Introduction

Sex estimation of skeletal material is one of the most fundamental tasks of forensic and physical anthropologists. Despite the revolutionary advancements in DNA methods in forensic science in recent years, the morphological methods used for estimating sex have retained their relevancy because of a number of reasons such as degradation of DNA under different forensic circumstances (e.g., fires) [1].

Various methods for sex estimation, based on different parts of the skeleton, have been reported [212]. Some of these methods rely on morphological features (descriptive), whereas others are based on measurements. The metric methods have a major advantage over the descriptive ones, since they are less dependent on the judgment of the observer [13]. A relatively new method, i.e., geometric morphometrics, has been applied for sex estimation to overcome the disadvantages of the morphologic method [1417]. Although this method yields good results [16, 18], it requires both special equipment and a specialized researcher. Therefore, it is not applicable for most forensic and physical anthropologists.

Mandibles are both sexually dimorphic and durable (i.e., recovered intact or in an adequate condition) and are thus good candidates for sex estimation of unknown individuals [7, 15, 1921]. Some studies have used metric characteristics of mandibles to create discriminant functions for sex identification [15, 19, 22]. These studies focused on standard measurements of the mandible such as mandibular angle, bicondylar and bigonial breadths, ramus height, and symphysis height. Other studies used descriptive methods, e.g., flexure of the ramus, shape of the chin, and gonial flaring [6, 2326]. These methods, based either on continuous or discrete variables, suffer from various deficiencies; to wit, the variables for sex estimation were either arbitrarily selected or statistically picked from a small pool of measurements; the selected metric variables were limited by the available measuring tools (e.g., caliper); most methods were not cross-validated and did not respond to forensic needs (e.g., often only a fragment of the mandible is available); and they were constructed on samples derived from homogeneous populations. With regard to the latter, nowadays, most societies have become more heterogeneous owing to the increase in human mobility between countries and continents [27].

In recent years, recognizing the contribution of various imaging techniques, especially computed tomography (CT) scans, to postmortem investigation has increased [2832], accompanied by studies that ensure the validity and reliability of these techniques [3337]. Accordingly, CT is becoming a common diagnostic tool in many forensic institutes. Thus, the need for a CT-based method to estimate sex from skeletal remains has emerged. The aim of this study was to develop a CT-based method for sex estimation using the mandible, which overcomes much of past studies’ deficiencies.

Materials and methods

The study sample was derived from the current Israeli population. This population is particularly suitable for studying biological variation in heterogeneous populations due to its extensive mixture of people migrating to Israel from different parts of the world. The study design is retrospective. Head and neck CT scans of 438 individuals (214 males and 224 females), over the age of 20 years, were randomly selected from a pool of CT scans carried out between the years 2000 and 2012 at the Carmel Medical Center, Haifa, Israel (Brilliance 64, Philips Medical System, Cleveland, Ohio; slice thickness 0.9–3.0 mm, pixel spacing 0.3–0.5 mm, 120 kV, 250–500 mA, number of slices 150–950, and matrix 512 × 512). All CT scans were carried out for diagnostic purposes and for whom a CT exam was medically necessary. Inclusion criteria were as follows: age ≥20 years, intact lower incisors, and at least two teeth of the posterior unit (premolars and/or molars) on each side. Exclusion criteria included the absence of the lower incisors; dental implants and metal restorations that interfere with the measurement; prominent facial and mandibular asymmetry; cranio-facial, temporomandibular joint, or muscular disorders; trauma; previous surgery in the head and neck region (medical files or signs on the skull); and technically aberrant CT scans. This study was approved by the ethical board of the Carmel Medical Center (number 0066–11-CMC).

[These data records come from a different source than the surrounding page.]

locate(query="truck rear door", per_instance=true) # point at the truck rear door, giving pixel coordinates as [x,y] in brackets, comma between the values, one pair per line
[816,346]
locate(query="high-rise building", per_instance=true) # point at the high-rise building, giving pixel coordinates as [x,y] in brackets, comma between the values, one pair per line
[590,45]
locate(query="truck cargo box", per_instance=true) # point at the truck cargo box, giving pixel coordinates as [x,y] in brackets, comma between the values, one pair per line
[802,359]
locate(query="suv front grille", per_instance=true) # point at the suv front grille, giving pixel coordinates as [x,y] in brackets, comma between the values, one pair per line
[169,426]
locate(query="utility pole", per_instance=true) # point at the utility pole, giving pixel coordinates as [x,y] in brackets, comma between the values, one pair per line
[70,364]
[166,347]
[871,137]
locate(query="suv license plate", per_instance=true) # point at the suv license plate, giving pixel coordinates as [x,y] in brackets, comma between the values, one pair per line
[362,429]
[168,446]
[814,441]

Two sets of measurements (Table 1) were taken using the Philips portal (thin client). The first set (n = 13) includes surface (external) linear measurements from a 3D reconstruction of the mandible, using the volume rendering application of the software (Fig. 1). The second set (n = 12) includes internal linear and area measurements from 2D images or cross sections of the mandible (Fig. 2). Measurements of the mandibular body and symphysis region were taken in relation to the mandibular plane.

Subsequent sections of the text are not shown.